I have a stake in this because I was in the first allgrade
classroom of the Fort Kent School. Fifty years have passed
since the opening in September 1930, and, I am sure many
of my school mates have too. I take it upon myself to commit
a few thoughts and feelings to paper for those of you who
wonder `how it all began'.
Fort Kent was a small hamlet in September 1930 when the
first classroom was opened in the Parish Hall. Father Connoir
was the Parish Priest. Until then, Fort Kent had no school.
School Districts usually had a school in approximately the
centre of the boundries. Fort Kent was near the north east
border of the Durlingville School District with the Durlingville
School 2 ½ miles south. Ardmore School was on William
Chalut's farm 2 miles east of Fort Kent. Willie Levasseur
was secretary and, I believe, Joe Levasseur was chairman
of the Durlingville School District, and, that board opened
a one room school in the Fort Kent Parish Hall in September
1930 with Lucien Landry who was our teacher for the first
year.
I attended school in Ardmore and Durlingville before Fort
Kent opened so I am not exactly sure who all my co-students
were. I recognize Leon Albert, Jean Paul Campeau, Roland
Rondeau, Gilbert and Stella Collins, Edmond and Roger Gamache,
Ovila and Roger Patrie, Georgette and Joe Gaucher, Jeanne
and Therese Bouchard, Georges and Ernest Ducharme, Roland
and Eugenie Limoges, my sister, Paulette, and Brother, Joe.
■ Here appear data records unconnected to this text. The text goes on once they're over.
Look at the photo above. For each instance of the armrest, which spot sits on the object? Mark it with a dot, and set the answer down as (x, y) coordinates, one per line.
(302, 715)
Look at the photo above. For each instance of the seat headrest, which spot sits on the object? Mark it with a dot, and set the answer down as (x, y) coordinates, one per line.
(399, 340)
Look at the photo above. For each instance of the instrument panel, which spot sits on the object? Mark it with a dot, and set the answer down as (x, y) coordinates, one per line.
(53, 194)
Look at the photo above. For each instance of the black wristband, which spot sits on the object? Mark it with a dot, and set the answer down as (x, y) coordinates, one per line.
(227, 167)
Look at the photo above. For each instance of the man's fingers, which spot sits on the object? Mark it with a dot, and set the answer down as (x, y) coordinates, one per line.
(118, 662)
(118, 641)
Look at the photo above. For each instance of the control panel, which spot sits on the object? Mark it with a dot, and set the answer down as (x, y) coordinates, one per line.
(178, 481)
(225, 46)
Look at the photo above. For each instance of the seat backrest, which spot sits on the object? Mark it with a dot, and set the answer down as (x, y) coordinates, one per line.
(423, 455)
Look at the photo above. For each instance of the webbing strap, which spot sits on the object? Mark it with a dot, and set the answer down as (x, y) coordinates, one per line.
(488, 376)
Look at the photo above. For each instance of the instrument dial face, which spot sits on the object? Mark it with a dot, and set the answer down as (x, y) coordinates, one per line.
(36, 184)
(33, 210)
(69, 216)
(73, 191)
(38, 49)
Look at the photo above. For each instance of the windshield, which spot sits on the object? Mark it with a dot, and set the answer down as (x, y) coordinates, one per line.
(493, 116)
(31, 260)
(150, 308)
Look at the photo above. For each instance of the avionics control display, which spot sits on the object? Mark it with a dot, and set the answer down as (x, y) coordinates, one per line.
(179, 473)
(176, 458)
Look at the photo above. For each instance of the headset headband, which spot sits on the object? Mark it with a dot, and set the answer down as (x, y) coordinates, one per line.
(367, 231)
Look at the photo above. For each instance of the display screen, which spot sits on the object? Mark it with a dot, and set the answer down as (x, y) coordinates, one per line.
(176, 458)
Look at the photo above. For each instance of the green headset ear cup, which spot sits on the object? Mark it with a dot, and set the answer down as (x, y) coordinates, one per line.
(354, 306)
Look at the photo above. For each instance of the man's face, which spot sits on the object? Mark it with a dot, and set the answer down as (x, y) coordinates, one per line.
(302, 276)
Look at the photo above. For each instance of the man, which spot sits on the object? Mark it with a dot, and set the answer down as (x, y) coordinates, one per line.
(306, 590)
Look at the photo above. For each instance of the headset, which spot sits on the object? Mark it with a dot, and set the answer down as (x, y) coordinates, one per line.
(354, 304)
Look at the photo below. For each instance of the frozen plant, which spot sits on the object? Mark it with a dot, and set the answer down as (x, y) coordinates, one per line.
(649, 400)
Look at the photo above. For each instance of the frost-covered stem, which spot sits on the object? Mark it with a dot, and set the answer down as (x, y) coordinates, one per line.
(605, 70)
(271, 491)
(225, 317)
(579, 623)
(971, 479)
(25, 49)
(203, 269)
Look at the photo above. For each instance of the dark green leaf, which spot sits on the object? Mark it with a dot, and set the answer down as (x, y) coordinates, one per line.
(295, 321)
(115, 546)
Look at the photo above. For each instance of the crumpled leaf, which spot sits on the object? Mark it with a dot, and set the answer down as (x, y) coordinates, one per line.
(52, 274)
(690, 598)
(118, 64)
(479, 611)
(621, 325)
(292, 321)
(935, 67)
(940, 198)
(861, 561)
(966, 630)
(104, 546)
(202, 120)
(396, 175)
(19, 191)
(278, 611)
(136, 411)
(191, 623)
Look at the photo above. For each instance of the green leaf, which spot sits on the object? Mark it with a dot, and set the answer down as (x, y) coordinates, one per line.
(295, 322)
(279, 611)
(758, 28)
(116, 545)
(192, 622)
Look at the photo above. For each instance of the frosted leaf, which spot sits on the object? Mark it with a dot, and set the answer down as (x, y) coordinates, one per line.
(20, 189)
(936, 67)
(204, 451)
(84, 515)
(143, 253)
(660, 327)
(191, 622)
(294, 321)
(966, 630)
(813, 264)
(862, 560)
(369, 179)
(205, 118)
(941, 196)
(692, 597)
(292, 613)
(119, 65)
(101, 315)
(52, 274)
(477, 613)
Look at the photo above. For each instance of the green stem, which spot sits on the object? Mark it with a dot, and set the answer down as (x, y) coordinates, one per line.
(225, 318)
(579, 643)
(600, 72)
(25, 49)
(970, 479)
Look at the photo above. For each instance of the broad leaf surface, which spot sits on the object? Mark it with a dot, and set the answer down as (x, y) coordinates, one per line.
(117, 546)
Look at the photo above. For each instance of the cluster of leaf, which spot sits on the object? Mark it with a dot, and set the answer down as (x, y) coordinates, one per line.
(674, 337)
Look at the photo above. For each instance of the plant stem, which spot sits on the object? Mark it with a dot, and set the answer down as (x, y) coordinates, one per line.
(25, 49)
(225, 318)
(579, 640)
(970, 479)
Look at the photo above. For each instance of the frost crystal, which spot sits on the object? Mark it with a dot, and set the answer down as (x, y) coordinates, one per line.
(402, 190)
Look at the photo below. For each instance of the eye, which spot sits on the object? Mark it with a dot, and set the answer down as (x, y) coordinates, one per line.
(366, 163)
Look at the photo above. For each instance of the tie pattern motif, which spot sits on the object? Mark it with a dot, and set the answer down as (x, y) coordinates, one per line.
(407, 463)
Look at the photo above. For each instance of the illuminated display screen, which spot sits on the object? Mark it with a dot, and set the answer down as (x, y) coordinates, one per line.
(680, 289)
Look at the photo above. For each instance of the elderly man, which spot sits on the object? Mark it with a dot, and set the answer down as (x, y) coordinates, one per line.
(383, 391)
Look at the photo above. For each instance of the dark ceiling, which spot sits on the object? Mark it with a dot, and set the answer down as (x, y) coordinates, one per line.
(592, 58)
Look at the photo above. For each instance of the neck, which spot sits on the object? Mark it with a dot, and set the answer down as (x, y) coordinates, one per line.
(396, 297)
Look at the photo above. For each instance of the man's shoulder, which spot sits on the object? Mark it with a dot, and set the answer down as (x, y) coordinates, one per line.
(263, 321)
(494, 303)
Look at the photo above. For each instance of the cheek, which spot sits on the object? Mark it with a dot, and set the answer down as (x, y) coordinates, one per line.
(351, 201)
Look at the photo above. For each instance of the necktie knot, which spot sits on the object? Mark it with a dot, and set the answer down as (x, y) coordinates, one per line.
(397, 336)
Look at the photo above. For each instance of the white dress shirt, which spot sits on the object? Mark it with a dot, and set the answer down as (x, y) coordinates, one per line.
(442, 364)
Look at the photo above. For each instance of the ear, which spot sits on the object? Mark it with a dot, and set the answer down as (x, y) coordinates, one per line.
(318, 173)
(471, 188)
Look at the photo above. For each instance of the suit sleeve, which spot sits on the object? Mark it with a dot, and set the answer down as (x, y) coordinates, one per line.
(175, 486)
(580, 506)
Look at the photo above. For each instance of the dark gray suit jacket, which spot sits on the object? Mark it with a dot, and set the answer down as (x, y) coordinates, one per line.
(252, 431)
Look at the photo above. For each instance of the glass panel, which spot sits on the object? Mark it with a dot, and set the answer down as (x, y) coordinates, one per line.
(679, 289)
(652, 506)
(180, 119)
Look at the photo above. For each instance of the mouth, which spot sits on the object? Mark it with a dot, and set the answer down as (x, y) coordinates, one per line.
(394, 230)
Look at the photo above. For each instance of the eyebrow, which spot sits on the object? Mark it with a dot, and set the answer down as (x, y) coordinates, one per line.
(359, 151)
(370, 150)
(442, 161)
For any forgotten, I plead 'lapse of memory'.
School for the second year was in a house owned by Alphonse
Levasseur located across the street west of the present
site. This house was later moved to become the Gingras residence
a few houses north of the Legion Hall in Bonnyville. School
for the third year was a small store building across the
lane west of the hotel.
In those days in Fort Kent, you left school at age 15 or
graduated with grade eight. Miss Boisjoli thought I did
well: I graduated, and was second...in a class of two. My
class mate, Therese Bouchard, I liked...and she would have
of liked me too, I believe, if I had not teased her so much.
Fort Kent was my home until 1958. Some of my children started
school here. I was, for a time, secretary of the Fort Kent
Local School Board. Details are for another occasion.
I saw time unfold the first pages of the story of the Fort
Kent School. I am pleased to have written these few memos
on the occasion of this Fort Kent School reunion so that
you too can share my memory of `how it all began'.